What is the termination stage of alkanes reacting with halogens?
• Two radicals collide.
• This forms a molecule with paired electrons.
• There are various termination steps:
1) Br• + •Br → Br₂ (or Cl• + •Cl → Cl₂).
2) •CH₃ + •CH₃ → C₂H₆.
3) •CH₃ + •Br → CH₃Br (or •CH₃ + •Cl → CH₃Cl).
• Both radicals are removed after collision.
• This terminates the reaction.
Why is further substitution a limit of radical substitution?
- CH₃Br/Cl is formed in 2nd propagation step.

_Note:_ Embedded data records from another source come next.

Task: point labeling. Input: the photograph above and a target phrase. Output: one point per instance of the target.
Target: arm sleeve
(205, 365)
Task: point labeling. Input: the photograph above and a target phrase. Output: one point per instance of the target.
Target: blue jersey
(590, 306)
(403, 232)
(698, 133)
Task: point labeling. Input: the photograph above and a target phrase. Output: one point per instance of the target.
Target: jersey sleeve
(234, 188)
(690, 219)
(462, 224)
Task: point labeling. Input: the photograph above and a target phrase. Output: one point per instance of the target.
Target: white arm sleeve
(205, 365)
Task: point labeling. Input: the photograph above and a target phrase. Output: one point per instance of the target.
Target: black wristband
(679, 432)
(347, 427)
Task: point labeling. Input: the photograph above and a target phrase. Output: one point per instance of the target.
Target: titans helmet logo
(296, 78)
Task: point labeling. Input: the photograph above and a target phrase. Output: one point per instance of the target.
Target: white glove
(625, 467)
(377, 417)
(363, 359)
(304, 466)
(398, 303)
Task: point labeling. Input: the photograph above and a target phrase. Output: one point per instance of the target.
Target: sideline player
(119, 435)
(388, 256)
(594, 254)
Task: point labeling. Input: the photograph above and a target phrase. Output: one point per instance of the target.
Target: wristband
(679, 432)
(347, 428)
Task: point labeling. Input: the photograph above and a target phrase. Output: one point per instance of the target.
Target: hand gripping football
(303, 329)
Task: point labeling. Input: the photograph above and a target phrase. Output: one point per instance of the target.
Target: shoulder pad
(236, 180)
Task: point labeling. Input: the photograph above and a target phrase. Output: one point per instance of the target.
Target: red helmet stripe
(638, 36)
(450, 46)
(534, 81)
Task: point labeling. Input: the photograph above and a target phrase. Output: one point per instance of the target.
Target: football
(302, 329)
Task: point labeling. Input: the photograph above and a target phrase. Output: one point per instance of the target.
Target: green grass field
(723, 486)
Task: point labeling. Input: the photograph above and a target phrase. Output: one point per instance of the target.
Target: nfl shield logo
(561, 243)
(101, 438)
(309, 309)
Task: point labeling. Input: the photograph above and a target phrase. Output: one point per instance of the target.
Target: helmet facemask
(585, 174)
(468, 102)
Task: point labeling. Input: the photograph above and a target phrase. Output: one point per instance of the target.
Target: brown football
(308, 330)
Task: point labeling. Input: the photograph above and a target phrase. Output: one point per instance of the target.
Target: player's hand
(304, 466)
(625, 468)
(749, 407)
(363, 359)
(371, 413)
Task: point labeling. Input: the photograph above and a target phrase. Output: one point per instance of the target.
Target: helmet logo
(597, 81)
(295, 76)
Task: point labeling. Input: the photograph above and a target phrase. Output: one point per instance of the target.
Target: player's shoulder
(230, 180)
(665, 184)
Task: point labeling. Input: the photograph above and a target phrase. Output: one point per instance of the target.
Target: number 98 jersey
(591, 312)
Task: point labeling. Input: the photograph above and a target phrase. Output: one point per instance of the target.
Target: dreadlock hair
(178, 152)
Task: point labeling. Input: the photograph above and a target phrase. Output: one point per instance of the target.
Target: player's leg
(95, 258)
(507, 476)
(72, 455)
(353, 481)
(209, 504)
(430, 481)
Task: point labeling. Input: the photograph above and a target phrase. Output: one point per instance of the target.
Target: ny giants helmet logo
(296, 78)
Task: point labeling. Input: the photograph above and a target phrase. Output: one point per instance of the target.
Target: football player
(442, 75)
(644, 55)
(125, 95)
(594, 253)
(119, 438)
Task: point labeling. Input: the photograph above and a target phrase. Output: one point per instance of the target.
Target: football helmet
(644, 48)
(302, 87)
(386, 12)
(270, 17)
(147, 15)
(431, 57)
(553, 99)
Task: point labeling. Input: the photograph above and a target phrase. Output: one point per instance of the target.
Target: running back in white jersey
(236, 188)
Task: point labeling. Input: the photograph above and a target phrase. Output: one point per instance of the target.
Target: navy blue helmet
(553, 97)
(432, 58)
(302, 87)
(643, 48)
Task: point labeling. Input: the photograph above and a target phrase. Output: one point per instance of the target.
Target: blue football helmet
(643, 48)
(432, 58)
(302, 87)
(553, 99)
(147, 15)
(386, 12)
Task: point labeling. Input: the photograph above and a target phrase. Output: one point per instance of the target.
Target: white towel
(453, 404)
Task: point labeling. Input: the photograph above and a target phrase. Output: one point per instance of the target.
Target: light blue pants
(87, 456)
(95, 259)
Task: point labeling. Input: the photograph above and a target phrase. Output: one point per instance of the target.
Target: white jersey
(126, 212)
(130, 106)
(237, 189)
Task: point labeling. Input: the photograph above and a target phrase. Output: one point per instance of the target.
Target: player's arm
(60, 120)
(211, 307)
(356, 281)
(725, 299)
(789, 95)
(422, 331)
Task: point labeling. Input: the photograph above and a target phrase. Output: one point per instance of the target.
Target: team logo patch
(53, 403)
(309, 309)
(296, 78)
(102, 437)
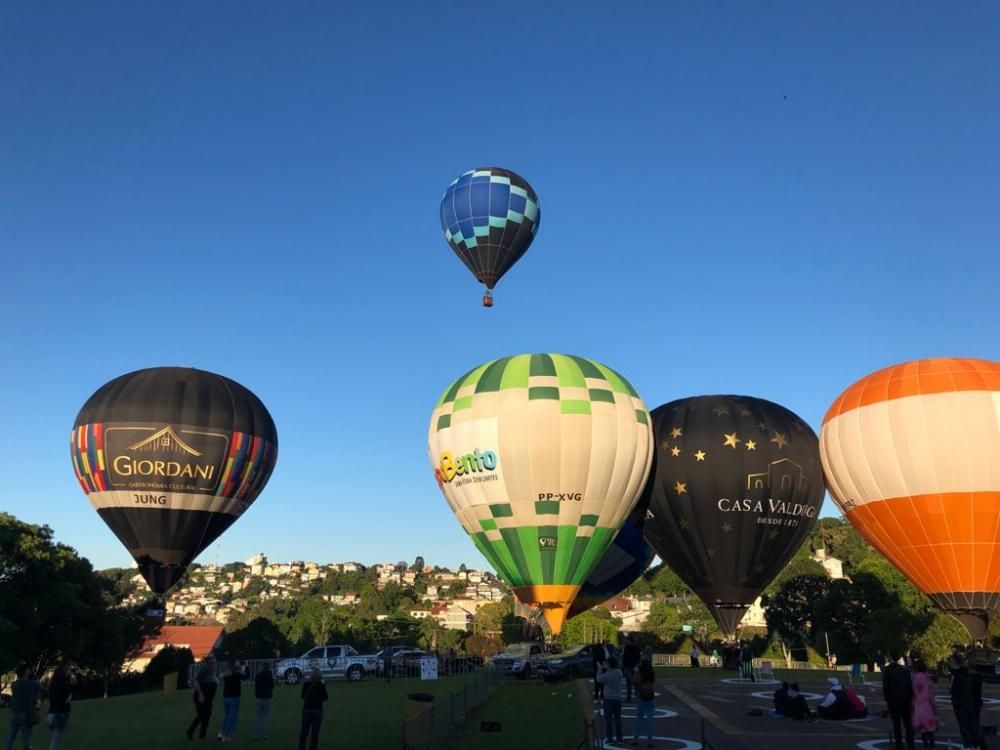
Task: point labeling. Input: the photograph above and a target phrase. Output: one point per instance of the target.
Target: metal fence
(683, 660)
(430, 722)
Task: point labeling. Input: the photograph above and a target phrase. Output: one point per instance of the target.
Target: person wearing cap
(206, 682)
(795, 704)
(840, 703)
(897, 689)
(963, 701)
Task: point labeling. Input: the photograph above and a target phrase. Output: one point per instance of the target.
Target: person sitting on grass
(841, 703)
(796, 706)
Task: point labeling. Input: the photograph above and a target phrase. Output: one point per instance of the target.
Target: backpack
(857, 705)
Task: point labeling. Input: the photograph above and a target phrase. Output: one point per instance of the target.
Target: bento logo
(472, 467)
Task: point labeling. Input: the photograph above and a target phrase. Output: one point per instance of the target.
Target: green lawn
(531, 713)
(359, 715)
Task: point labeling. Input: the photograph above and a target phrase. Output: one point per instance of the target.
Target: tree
(54, 606)
(663, 621)
(259, 639)
(597, 624)
(168, 661)
(790, 611)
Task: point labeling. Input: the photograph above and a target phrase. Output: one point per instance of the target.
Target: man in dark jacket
(630, 660)
(963, 701)
(897, 689)
(263, 691)
(599, 656)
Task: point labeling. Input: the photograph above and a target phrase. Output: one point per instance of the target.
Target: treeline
(54, 606)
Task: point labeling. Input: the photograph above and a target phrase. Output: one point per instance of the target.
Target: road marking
(703, 711)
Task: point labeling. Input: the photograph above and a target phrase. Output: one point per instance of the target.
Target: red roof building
(200, 640)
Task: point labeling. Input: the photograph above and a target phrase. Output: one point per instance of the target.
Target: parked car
(568, 665)
(518, 659)
(332, 662)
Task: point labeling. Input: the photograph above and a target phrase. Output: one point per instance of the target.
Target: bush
(168, 661)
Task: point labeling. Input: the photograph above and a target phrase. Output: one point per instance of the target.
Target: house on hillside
(200, 640)
(834, 567)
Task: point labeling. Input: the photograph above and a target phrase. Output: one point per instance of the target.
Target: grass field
(358, 716)
(531, 715)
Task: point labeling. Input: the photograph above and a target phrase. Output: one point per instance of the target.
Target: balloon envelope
(489, 216)
(170, 457)
(541, 457)
(912, 458)
(736, 486)
(628, 557)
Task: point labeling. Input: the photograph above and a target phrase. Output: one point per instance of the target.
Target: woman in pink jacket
(925, 721)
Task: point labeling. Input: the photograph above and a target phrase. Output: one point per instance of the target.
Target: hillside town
(213, 593)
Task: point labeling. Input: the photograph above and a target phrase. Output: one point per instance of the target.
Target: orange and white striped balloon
(912, 457)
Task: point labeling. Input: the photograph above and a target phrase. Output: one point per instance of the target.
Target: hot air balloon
(912, 458)
(541, 457)
(489, 216)
(736, 486)
(628, 557)
(170, 457)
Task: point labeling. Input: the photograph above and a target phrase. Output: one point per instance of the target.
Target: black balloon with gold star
(735, 487)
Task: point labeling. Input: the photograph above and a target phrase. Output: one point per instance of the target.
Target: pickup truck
(332, 661)
(518, 659)
(576, 662)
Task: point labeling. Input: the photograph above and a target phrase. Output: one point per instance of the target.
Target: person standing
(925, 720)
(263, 692)
(963, 701)
(897, 689)
(25, 692)
(746, 661)
(610, 680)
(206, 683)
(599, 657)
(313, 697)
(645, 693)
(59, 698)
(232, 690)
(630, 660)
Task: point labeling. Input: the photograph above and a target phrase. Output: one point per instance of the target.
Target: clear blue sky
(771, 199)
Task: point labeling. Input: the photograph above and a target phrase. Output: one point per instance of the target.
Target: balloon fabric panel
(490, 216)
(911, 457)
(170, 458)
(541, 458)
(735, 487)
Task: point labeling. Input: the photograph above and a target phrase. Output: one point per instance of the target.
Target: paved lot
(712, 714)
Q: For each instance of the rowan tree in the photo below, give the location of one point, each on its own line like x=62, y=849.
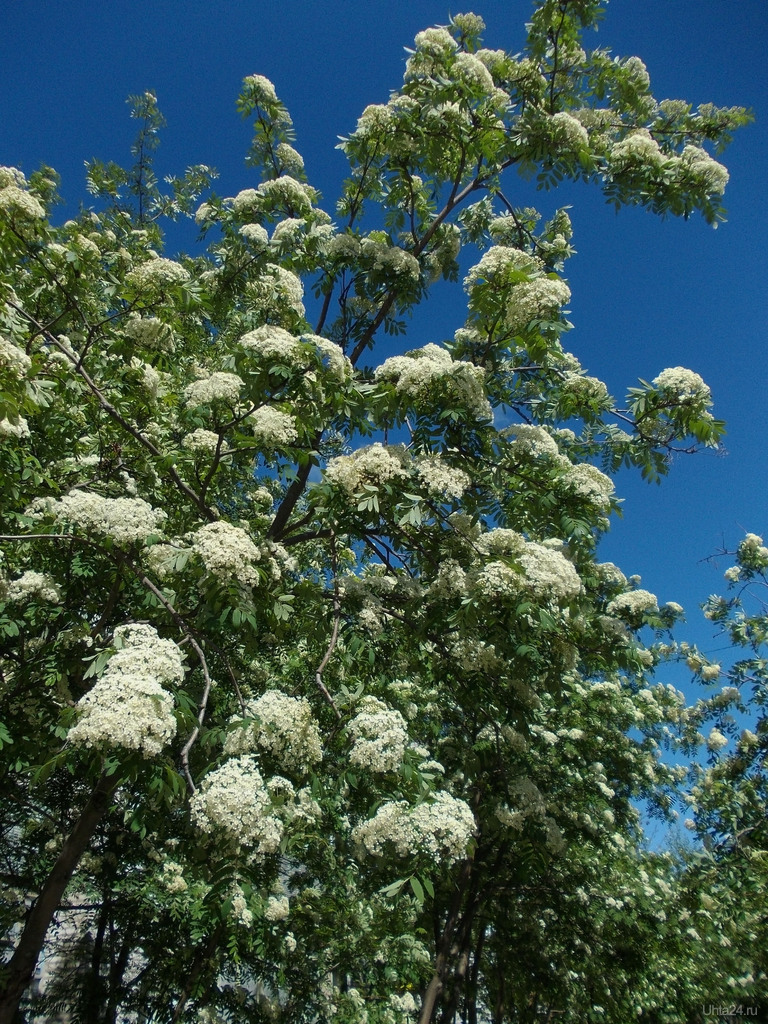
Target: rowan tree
x=317, y=700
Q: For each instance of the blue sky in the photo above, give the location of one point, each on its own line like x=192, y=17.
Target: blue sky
x=646, y=294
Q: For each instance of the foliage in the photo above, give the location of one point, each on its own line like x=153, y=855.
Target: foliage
x=316, y=701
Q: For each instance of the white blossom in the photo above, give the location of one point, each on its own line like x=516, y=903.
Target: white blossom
x=431, y=374
x=128, y=707
x=283, y=725
x=219, y=386
x=273, y=344
x=379, y=735
x=201, y=440
x=227, y=552
x=31, y=585
x=271, y=428
x=440, y=829
x=158, y=274
x=233, y=800
x=13, y=358
x=125, y=520
x=375, y=464
x=683, y=385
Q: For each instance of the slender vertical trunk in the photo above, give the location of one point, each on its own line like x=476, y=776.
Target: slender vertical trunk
x=201, y=961
x=435, y=986
x=17, y=974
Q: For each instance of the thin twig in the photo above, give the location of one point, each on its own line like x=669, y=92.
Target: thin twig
x=334, y=634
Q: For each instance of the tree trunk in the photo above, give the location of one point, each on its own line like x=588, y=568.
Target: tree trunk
x=17, y=974
x=435, y=986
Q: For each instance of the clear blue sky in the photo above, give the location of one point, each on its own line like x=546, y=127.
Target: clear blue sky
x=646, y=294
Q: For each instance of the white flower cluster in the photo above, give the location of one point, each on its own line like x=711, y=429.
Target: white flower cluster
x=128, y=707
x=261, y=88
x=125, y=520
x=201, y=440
x=235, y=800
x=220, y=386
x=442, y=481
x=430, y=373
x=752, y=553
x=255, y=235
x=379, y=735
x=331, y=355
x=568, y=133
x=584, y=388
x=158, y=274
x=539, y=299
x=544, y=571
x=440, y=829
x=227, y=552
x=14, y=199
x=388, y=259
x=276, y=292
x=271, y=428
x=31, y=585
x=683, y=385
x=530, y=440
x=150, y=332
x=13, y=358
x=528, y=298
x=273, y=344
x=278, y=908
x=290, y=159
x=284, y=192
x=283, y=725
x=639, y=148
x=473, y=73
x=589, y=482
x=709, y=173
x=498, y=263
x=633, y=604
x=18, y=429
x=716, y=740
x=375, y=464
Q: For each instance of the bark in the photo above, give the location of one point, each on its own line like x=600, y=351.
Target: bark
x=435, y=986
x=17, y=974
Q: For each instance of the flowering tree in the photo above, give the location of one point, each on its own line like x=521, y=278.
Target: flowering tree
x=316, y=698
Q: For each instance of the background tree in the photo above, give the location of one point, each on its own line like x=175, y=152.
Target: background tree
x=316, y=700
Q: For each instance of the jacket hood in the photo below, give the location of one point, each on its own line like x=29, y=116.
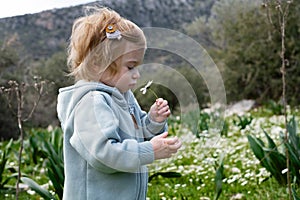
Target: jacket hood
x=68, y=97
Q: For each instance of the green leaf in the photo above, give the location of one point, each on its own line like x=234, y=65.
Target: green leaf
x=271, y=143
x=38, y=189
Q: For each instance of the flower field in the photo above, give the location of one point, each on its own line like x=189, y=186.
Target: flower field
x=208, y=166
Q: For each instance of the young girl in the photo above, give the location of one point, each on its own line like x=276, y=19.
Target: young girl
x=108, y=139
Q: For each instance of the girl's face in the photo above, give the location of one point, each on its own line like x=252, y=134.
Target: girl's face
x=128, y=74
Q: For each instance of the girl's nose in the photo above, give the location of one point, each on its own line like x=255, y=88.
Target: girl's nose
x=136, y=74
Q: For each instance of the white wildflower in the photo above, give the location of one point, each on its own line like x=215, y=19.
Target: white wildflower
x=144, y=89
x=284, y=171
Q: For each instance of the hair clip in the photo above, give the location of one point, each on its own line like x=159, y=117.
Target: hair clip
x=112, y=32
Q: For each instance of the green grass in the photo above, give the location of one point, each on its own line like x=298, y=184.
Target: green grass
x=197, y=161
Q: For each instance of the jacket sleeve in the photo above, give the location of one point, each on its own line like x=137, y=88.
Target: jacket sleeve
x=97, y=140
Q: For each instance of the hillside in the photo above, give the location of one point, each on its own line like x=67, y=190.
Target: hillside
x=40, y=35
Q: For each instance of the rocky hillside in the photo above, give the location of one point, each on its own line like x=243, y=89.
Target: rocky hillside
x=40, y=35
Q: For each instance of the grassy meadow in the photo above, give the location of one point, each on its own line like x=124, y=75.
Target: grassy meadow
x=190, y=174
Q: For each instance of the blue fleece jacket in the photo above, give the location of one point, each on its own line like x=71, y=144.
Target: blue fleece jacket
x=106, y=147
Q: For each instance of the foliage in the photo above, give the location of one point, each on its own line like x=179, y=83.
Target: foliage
x=274, y=160
x=5, y=153
x=52, y=150
x=194, y=172
x=243, y=121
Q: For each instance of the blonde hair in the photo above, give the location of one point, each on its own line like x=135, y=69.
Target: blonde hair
x=90, y=52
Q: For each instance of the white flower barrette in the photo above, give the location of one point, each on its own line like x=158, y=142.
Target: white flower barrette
x=112, y=32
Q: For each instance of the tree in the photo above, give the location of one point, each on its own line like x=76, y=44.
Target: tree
x=242, y=42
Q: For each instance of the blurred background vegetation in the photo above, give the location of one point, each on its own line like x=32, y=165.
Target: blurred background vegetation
x=235, y=33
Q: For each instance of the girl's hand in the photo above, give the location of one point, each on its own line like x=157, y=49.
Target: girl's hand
x=160, y=111
x=164, y=147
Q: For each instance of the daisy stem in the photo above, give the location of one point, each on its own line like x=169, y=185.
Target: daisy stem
x=153, y=92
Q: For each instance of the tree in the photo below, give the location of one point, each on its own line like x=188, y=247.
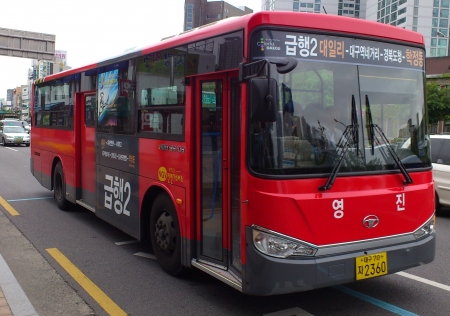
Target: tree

- Another Br/Cl radical can collide with CH₃Br/Cl.
- Substitutes another H atom & forms CH₂Br₂/Cl₂.
- Substitution can continue until there are no H atoms.
- This gives a mixture of: CH₃Br/Cl, CH₂Br₂/Cl₂, CHBr₃/Cl₃ & CBr₄/Cl₄.
- This lowers the yield of desired product.
- This makes the reaction inefficient.
Why is substitution at different points in the chain a limit of radical substitution?
- If carbon chain is longer, you can get mixture of monosubstituted isomers by substitution at different positions in the carbon chain.
- E.g. Pentane can form 3 monosubstituted isomers.
- This gives a mixture of different products.
- This lowers the yield of desired product.
- This makes the reaction inefficient.